Hacking The Administrator Password

This tutorial tells you how to break administrator password and gain access to admin account. Also if you need to crack/reveal the password you find the steps here to accomplish that also.
Microsoft stores all Security Information in many files but the main file is the SAM file (Security Accounts Manager)! this file contain security information about users(mainly Password).You can explore the SAM file here in this folder

$windows\system32\config

SAM is the file which contains the passwords in the form of a HASH.A HASH is a mathematically irreversible form of encryption,so that theres no way of decrypting the password back .Also there’s a file called SECURITY that contains a list of all users in the system & their related information

We will Not be able To copy them Under XP since it doesn’t support any attempt to copy this file.

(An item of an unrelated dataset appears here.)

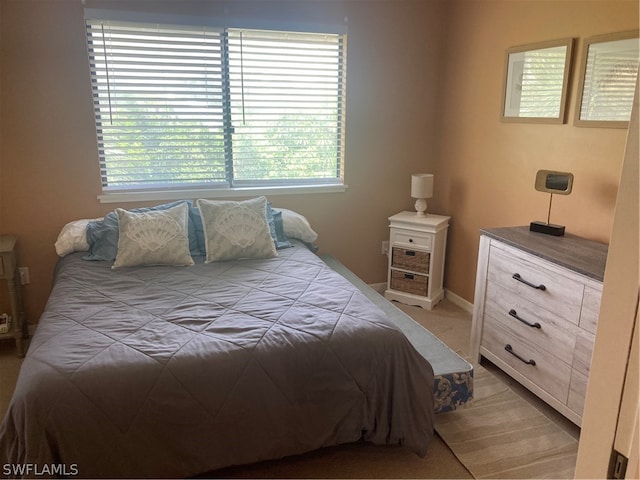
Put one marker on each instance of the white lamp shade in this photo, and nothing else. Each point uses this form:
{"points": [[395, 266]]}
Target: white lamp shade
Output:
{"points": [[422, 185]]}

The Idea Behind Cracking the password

The SAM contain’s a Security Information(password/s), so I have created a Free Windows XP SP2 Logon account (Administrator Account without password) that means when windows Launch it Will enter directly to the system without asking about any password.So, this SAM file contain’s an open password(no password).
So, the idea here is to replace the SAM file of victim’s computer(which contain’s password) with the SAM file which contains no password.When this is done the password of the victim’s account is erased and it let’s anyone to login to the computer as if there is no password set by admin.
But this SAM file cannot be manipulated(copy/rename/replace/delete) when the operating system is running.So here are some of the ideas to replace this SAM file.

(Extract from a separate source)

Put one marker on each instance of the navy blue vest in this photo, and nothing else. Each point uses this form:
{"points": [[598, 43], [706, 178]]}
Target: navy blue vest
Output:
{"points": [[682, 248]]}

1.If there are two OS installed on the computer we can boot from other OS and replace the SAM file located at
$:\windows\system32\config
2.If there is only a single OS then use the tool NTFS4DOS to access the location of the SAM and SECURITY files from the boot command prompt.
NTFS4DOS creates a bootable floppy disk. You can use this floppy to access the NTFS drives by booting the system and mounting it to DOS.

Here are the steps to be followed to break the password.

1-Download SAM file.
2- Go to the target Machine, and try to Access it by Booting from the floppy created by NTFS4DOS or by other OS(in case you have two OS installed)
3- After Getting Access to the Boot Command prompt c:> Go to the config folder
$windir$\system32\config
And Copy the SAM File and SYSTEM File(we will need it later) To other any folder, Then replace the original SAM file(In $windows$\system32\config) with the SAM file i have provided
5- Reboot and Make windows enter normally
6- Yeah, Now you can directly enter the system without any password. ie:The PW is broken!.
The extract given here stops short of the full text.